[PATCH v4 2/2] bitops: Optimize fns() for improved performance

From: Kuan-Wei Chiu
Date: Wed May 01 2024 - 09:21:23 EST


The current fns() repeatedly uses __ffs() to find the index of the
least significant bit and then clears the corresponding bit using
__clear_bit(). The method for clearing the least significant bit can be
optimized by using word &= word - 1 instead.

Typically, the execution time of one __ffs() plus one __clear_bit() is
longer than that of a bitwise AND operation and a subtraction. To
improve performance, the loop for clearing the least significant bit
has been replaced with word &= word - 1, followed by a single __ffs()
operation to obtain the answer. This change reduces the number of
__ffs() iterations from n to just one, enhancing overall performance.

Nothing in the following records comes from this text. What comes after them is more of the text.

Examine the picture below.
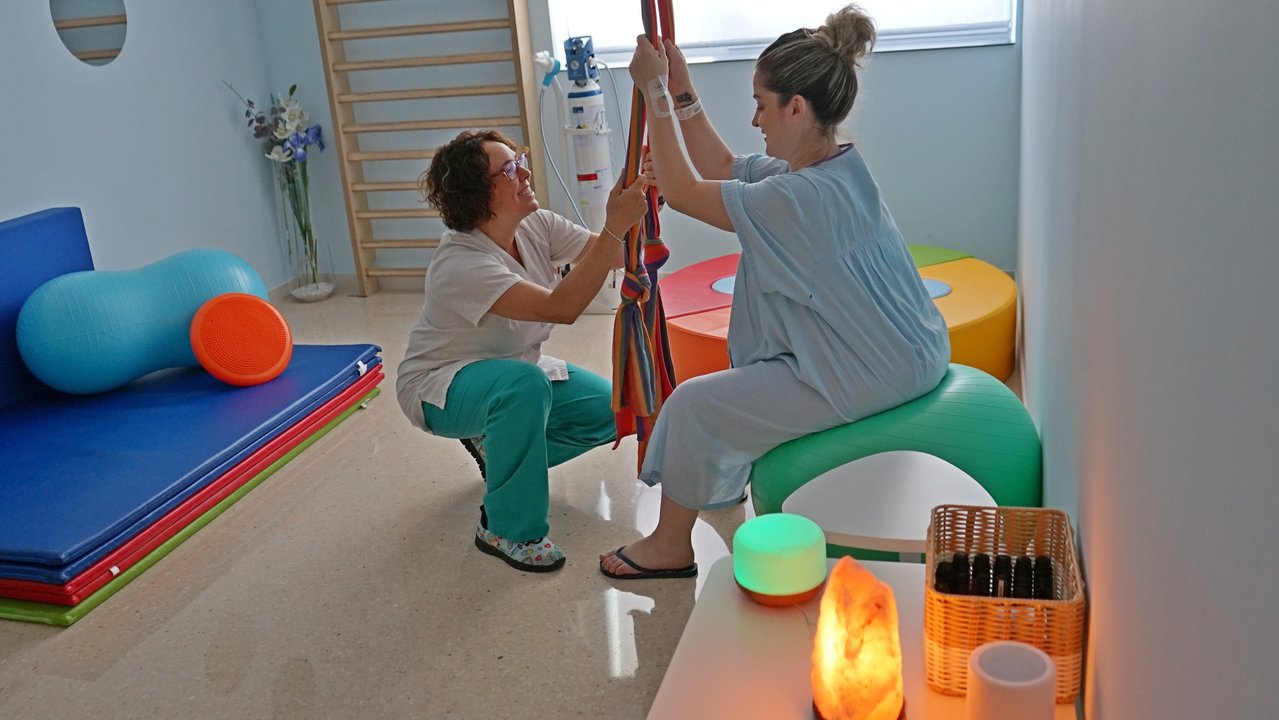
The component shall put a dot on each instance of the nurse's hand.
(647, 63)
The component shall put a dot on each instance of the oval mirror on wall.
(91, 30)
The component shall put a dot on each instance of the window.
(739, 30)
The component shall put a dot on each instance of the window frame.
(892, 40)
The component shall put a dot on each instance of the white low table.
(884, 501)
(742, 660)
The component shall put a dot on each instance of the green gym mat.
(925, 256)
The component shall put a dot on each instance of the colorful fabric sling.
(642, 374)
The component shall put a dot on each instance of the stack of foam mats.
(94, 490)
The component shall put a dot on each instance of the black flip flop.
(647, 573)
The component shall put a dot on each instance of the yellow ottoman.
(980, 311)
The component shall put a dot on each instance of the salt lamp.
(779, 559)
(857, 654)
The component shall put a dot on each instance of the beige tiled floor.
(347, 585)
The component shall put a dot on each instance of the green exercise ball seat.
(970, 420)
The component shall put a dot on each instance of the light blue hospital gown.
(830, 324)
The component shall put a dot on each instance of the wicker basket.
(957, 624)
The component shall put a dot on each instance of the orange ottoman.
(977, 299)
(698, 343)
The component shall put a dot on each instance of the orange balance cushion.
(241, 339)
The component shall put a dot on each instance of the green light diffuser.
(779, 554)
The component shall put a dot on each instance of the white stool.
(884, 501)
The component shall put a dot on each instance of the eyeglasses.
(512, 166)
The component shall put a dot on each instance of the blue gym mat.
(81, 475)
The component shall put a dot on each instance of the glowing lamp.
(857, 654)
(779, 559)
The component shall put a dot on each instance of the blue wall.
(152, 147)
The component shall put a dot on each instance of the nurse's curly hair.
(458, 180)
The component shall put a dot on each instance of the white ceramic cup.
(1011, 680)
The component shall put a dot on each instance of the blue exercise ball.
(96, 330)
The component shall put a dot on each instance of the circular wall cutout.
(91, 30)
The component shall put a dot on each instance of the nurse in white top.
(830, 320)
(475, 368)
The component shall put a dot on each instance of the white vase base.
(312, 292)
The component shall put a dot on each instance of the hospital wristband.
(691, 110)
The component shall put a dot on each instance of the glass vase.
(299, 232)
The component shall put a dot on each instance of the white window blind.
(739, 30)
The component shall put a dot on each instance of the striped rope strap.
(642, 374)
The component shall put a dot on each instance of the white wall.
(1149, 246)
(150, 146)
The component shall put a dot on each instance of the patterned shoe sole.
(517, 564)
(478, 457)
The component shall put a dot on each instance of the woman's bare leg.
(669, 546)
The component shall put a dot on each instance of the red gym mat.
(101, 572)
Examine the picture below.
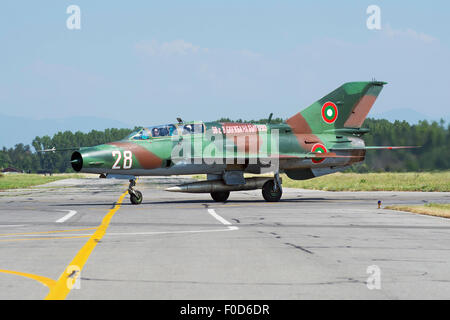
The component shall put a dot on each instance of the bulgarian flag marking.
(320, 148)
(329, 112)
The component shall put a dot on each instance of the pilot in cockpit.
(155, 132)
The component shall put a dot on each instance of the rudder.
(345, 107)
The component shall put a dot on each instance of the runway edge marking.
(61, 289)
(67, 216)
(213, 213)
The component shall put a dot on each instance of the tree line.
(433, 137)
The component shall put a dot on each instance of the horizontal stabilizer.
(377, 148)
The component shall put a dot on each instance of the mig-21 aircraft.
(323, 138)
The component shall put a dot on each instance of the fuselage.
(213, 147)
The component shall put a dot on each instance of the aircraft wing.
(376, 148)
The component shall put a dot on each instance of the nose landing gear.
(135, 195)
(272, 189)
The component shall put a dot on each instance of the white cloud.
(409, 33)
(176, 47)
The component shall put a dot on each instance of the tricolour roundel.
(318, 147)
(329, 112)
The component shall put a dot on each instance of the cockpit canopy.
(167, 130)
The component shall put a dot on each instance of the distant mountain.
(408, 115)
(14, 130)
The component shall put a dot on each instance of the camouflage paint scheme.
(321, 139)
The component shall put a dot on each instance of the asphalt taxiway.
(310, 245)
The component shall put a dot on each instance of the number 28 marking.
(127, 159)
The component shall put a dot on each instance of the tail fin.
(345, 107)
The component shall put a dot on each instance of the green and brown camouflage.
(323, 138)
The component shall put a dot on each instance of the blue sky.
(149, 62)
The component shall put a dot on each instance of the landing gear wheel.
(220, 196)
(136, 198)
(270, 192)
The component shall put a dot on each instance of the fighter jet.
(323, 138)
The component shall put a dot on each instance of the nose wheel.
(272, 189)
(135, 195)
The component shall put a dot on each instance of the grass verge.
(432, 209)
(398, 181)
(18, 181)
(386, 181)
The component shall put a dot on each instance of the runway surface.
(310, 245)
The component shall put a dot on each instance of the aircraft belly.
(174, 170)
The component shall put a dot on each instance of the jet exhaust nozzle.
(76, 161)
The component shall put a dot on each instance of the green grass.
(432, 209)
(388, 181)
(19, 181)
(408, 181)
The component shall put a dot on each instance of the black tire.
(220, 196)
(136, 198)
(269, 194)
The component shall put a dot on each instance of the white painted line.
(12, 225)
(67, 216)
(215, 215)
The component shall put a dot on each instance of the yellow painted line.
(52, 238)
(44, 280)
(44, 232)
(68, 278)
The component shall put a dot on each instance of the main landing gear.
(135, 195)
(221, 196)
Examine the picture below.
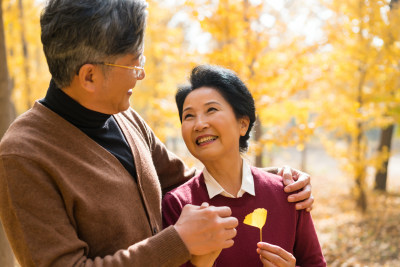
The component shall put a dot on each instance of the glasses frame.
(138, 71)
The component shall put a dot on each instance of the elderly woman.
(217, 113)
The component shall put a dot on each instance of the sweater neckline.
(62, 104)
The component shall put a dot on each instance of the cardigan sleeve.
(171, 170)
(171, 209)
(40, 232)
(307, 248)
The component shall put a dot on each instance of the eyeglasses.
(138, 71)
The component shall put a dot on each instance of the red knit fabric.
(286, 227)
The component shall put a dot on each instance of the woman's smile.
(205, 140)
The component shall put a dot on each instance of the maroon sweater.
(285, 227)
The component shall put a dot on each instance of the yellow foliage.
(27, 64)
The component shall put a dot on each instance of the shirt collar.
(214, 188)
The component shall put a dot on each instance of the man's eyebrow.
(186, 109)
(206, 104)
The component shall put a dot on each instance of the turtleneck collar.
(72, 111)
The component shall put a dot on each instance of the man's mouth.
(205, 140)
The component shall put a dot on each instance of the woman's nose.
(142, 75)
(200, 124)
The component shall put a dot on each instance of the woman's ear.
(244, 125)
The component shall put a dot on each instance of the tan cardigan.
(66, 201)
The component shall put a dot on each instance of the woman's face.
(210, 128)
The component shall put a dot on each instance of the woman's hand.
(296, 180)
(272, 256)
(205, 260)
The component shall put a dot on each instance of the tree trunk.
(6, 255)
(385, 142)
(25, 54)
(257, 137)
(6, 114)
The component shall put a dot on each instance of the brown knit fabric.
(66, 201)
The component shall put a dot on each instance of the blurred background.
(325, 75)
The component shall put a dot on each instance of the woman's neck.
(227, 172)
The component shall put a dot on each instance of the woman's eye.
(187, 116)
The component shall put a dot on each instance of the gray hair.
(75, 33)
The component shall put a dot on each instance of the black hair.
(232, 89)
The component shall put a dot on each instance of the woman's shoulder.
(268, 179)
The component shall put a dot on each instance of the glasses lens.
(142, 60)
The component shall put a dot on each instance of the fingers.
(306, 204)
(206, 228)
(303, 180)
(302, 195)
(272, 255)
(204, 205)
(222, 211)
(286, 173)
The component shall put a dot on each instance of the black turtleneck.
(102, 128)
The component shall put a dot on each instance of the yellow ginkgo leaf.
(257, 219)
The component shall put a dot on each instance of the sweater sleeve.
(171, 209)
(307, 249)
(41, 234)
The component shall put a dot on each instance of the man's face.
(115, 86)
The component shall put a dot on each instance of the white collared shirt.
(214, 188)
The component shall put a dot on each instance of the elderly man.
(81, 174)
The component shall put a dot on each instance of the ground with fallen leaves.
(347, 236)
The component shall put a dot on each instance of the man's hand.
(272, 256)
(205, 260)
(206, 229)
(295, 180)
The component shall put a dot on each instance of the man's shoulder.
(192, 187)
(31, 130)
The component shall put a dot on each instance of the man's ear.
(244, 123)
(87, 75)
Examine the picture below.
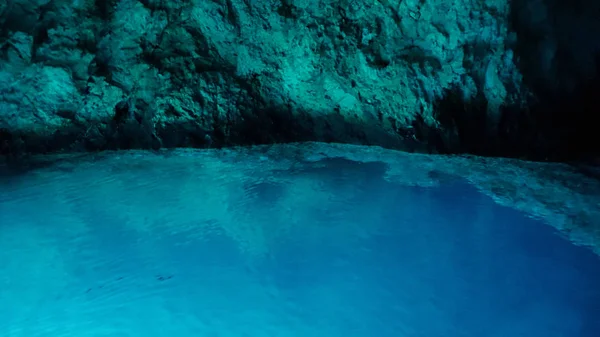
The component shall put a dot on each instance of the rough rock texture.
(558, 194)
(485, 77)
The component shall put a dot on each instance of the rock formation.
(493, 77)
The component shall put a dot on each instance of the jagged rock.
(467, 76)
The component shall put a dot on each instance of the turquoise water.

This modification significantly accelerates the fns() function in the
test_bitops benchmark, improving its speed by approximately 439 times.
Additionally, it enhances the performance of find_nth_bit() in the
find_bit benchmark by approximately 26%.

Before:
test_bitops: fns: 5876762553 ns, 64000000 iterations
find_nth_bit: 4254313 ns, 16525 iterations

After:
test_bitops: fns: 13388431 ns, 64000000 iterations
find_nth_bit: 3362863 ns, 16501 iterations

Signed-off-by: Kuan-Wei Chiu <visitorckw@xxxxxxxxx>
---
include/linux/bitops.h | 12 +++---------
1 file changed, 3 insertions(+), 9 deletions(-)

diff --git a/include/linux/bitops.h b/include/linux/bitops.h
index 2ba557e067fe..57ecef354f47 100644
--- a/include/linux/bitops.h
+++ b/include/linux/bitops.h
@@ -254,16 +254,10 @@ static inline unsigned long __ffs64(u64 word)
*/
static inline unsigned long fns(unsigned long word, unsigned int n)
{
- unsigned int bit;
+ while (word && n--)
+ word &= word - 1;

- while (word) {
- bit = __ffs(word);
- if (n-- == 0)
- return bit;
- __clear_bit(bit, &word);
- }
-
- return BITS_PER_LONG;
+ return word ? __ffs(word) : BITS_PER_LONG;
}

/**
--
2.34.1